Jack Butler Yeats
Jack Butler Yeats, the fifth child and youngest son of the painter, John Butler Yeats and the brother of the poet W. B. Yeats, was born in London on 29th August 1871. Educated in County Sligo he moved to England where he studied art under Frederick Brown at the Westminster School of Art. As a student he had his drawings published in Vegetarian, Ariel and Paddock Life.
His biographer, Bruce Arnold, has pointed out: "Yeats, however, found nothing strange about studying in a number of institutions, but he did find quite uncongenial the straitened circumstances at home. These included the burden of having to contribute to the family income. He escaped into the world of his own art and into the entertainment world of the Buffalo Bill Cody shows at Earls Court, near one of the houses in which the family lodged, and drew cowboy subjects obsessively. While an art student he witnessed the efforts of his brother and two sisters to earn money to keep the family together."
Yeats wrote and illustrated stories for books and magazines. In 1894 he produced the first cartoon strip version of Sherlock Holmes. He contributing to several newspapers and journals including the Manchester Guardian, The Daily Graphic, The Sketch and Cassell's Saturday Journal. During this period he was influenced by the work of Phil May.
In 1897 Yeats held his first exhibition at the Clifford Galleries. The art critic, P. G. Konody, argued: "Quite apart from the exquisite humour of these sketches, there is another reason which makes them quite remarkable and worthy of attention. They show an astounding capacity for grasping and retaining the impression of certain short moments".
Yeats work also appeared in Punch Magazine, where he used the pseudonym, W. Bird. This resulted in Cyril Bird using the name "Fougasse". R.G.G. Price, the author of A History of Punch (1957) has argued that "his humour was irrational, wild and precise, his drawings much criticized as incompetent. He broke all the rules and his genius still draws readers back to volumes in which nothing much else appeals to them." Yeats also edited and illustrated two monthly publications, Broadsheet (1902-03) and Broadside (1908-15).

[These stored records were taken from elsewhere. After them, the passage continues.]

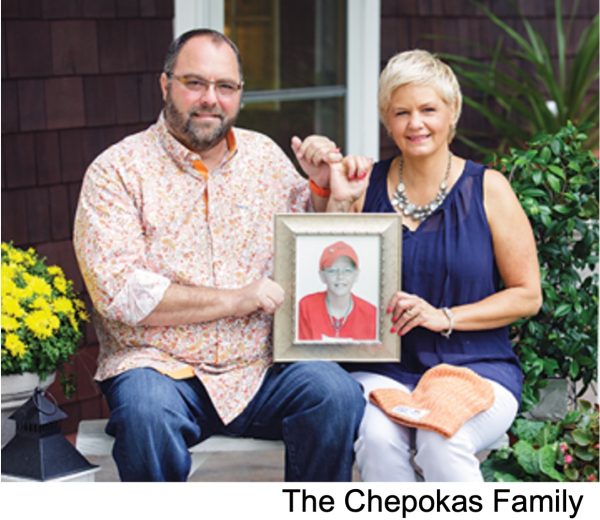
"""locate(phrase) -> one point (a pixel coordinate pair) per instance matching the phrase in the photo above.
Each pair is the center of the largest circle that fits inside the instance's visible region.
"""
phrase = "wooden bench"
(92, 441)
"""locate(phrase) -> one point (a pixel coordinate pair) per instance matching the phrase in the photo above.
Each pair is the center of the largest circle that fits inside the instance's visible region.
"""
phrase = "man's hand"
(262, 295)
(315, 155)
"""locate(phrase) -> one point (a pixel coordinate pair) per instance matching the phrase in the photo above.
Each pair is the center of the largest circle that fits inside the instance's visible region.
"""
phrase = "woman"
(337, 313)
(469, 270)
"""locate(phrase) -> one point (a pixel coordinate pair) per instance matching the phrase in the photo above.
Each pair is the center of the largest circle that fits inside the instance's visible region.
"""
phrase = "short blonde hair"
(422, 68)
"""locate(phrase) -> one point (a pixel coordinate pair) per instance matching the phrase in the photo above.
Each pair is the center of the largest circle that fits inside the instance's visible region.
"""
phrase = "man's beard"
(195, 136)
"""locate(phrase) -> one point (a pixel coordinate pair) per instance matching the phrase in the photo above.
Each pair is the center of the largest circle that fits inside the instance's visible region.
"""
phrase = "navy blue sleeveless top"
(448, 260)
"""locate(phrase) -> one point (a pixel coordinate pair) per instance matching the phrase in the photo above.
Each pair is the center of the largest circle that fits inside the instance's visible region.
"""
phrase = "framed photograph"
(338, 271)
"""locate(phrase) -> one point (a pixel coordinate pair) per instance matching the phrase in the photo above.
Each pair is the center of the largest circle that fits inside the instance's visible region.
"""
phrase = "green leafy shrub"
(566, 451)
(523, 90)
(556, 181)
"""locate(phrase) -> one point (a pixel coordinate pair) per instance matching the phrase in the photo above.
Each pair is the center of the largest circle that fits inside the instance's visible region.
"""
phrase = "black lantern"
(39, 451)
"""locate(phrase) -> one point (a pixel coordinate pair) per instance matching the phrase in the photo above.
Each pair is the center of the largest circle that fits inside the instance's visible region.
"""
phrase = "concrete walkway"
(220, 467)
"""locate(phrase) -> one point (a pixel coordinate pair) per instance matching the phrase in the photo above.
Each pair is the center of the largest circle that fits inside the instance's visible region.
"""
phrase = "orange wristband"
(318, 190)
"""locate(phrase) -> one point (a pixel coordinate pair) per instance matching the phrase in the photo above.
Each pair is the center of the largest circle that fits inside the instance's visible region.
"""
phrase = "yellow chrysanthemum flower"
(64, 305)
(11, 307)
(15, 346)
(54, 270)
(9, 323)
(41, 303)
(23, 293)
(42, 324)
(60, 284)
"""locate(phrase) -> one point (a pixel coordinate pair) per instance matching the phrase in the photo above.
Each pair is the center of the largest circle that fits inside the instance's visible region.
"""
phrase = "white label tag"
(410, 413)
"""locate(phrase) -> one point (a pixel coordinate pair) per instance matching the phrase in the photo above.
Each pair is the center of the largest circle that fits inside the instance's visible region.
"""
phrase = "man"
(174, 238)
(336, 313)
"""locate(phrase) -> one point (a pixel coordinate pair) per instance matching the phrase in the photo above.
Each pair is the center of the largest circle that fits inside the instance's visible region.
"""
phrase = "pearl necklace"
(407, 208)
(338, 323)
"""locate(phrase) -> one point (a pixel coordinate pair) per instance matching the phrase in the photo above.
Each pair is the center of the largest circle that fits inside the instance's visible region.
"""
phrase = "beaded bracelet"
(318, 190)
(450, 315)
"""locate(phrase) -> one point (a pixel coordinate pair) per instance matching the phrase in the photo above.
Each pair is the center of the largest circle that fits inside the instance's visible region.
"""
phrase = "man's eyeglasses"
(198, 84)
(346, 271)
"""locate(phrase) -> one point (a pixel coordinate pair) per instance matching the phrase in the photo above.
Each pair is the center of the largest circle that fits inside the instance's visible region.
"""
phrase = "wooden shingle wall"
(461, 28)
(77, 76)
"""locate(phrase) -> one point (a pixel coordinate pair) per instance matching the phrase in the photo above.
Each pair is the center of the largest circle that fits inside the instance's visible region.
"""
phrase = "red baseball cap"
(332, 252)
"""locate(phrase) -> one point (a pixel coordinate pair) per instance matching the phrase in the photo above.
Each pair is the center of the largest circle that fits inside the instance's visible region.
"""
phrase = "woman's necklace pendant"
(414, 211)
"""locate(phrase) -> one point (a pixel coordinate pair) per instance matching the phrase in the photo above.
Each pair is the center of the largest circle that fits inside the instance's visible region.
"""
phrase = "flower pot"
(16, 389)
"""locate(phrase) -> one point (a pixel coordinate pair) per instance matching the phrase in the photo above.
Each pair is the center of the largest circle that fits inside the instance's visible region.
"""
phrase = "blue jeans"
(314, 406)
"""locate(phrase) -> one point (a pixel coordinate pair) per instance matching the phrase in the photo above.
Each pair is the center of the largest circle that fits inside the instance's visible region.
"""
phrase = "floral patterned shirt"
(150, 215)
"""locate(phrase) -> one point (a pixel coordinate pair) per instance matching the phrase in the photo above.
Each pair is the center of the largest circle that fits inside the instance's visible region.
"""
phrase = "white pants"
(383, 447)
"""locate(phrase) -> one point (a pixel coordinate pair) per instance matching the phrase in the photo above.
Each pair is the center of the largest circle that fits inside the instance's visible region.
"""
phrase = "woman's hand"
(409, 311)
(348, 181)
(315, 155)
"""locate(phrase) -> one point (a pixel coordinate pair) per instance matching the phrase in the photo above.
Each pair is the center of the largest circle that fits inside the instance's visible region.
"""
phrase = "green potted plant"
(543, 451)
(524, 89)
(556, 181)
(42, 320)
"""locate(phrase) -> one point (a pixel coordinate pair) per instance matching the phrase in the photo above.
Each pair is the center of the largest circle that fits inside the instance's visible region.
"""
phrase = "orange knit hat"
(444, 399)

In 1913 the ideas of Robert Henri, the leader of the Ash Can School, inspired the International Exhibition of Modern Art (the Armory Show) held in New York City. Held at the 69th Regiment Armory, the exhibition included over 1,300 works, including Yeats' The Circus Dwarf (1912). The exhibition, held between 17th February and 15th March, received around 250,000 visitors. The art critic, Alexander J. Finberg, pointed out: "The people Mr Yeats is interested in are a rough, hard-bitten, unshaven, and generally disreputable lot of men. His broken-down actors practising fencing, his Circus Dwarf… are subjects no other artist would have chosen to paint".
Yeats, a supporter of the Irish Republican Army, painted Bachelor's Walk: in Memory (1915). The painting shows a flower girl placing flowers on the spot in the street where a person was shot down by British soldiers who had unsuccessfully tried to prevent the landing of arms. Later political works included Communicating with Prisoners (1924) and The Funeral of Harry Boland (1922).
Bruce Arnold has pointed out: "Yeats sided with modernism, which in Dublin in the early 1920s had a distinctive meaning. In the absence of a strong artistic tradition based on academic art the arrival in the city of modernist principles - of abstraction, of a movement that related to European painting rather than to London - was successful. Yeats sided with the artists, led by Paul Henry, who formed the Society of Dublin Painters and became one of their number. He met Oskar Kokoschka, and they became friends. He derided the dominance of Paris and London in artistic life generally."
Yeats was the author of several books including Sligo (1931), The Amaranthers (1936) and The Charmed Life (1938). In 1939 he became the governor of the National Gallery of Ireland. In 1941 John Betjeman and Kenneth Clark arranged for Yeats to have an exhibition at the National Gallery in London.
Jack Butler Yeats died in Portobello Nursing Home in Dublin on 28th March 1957.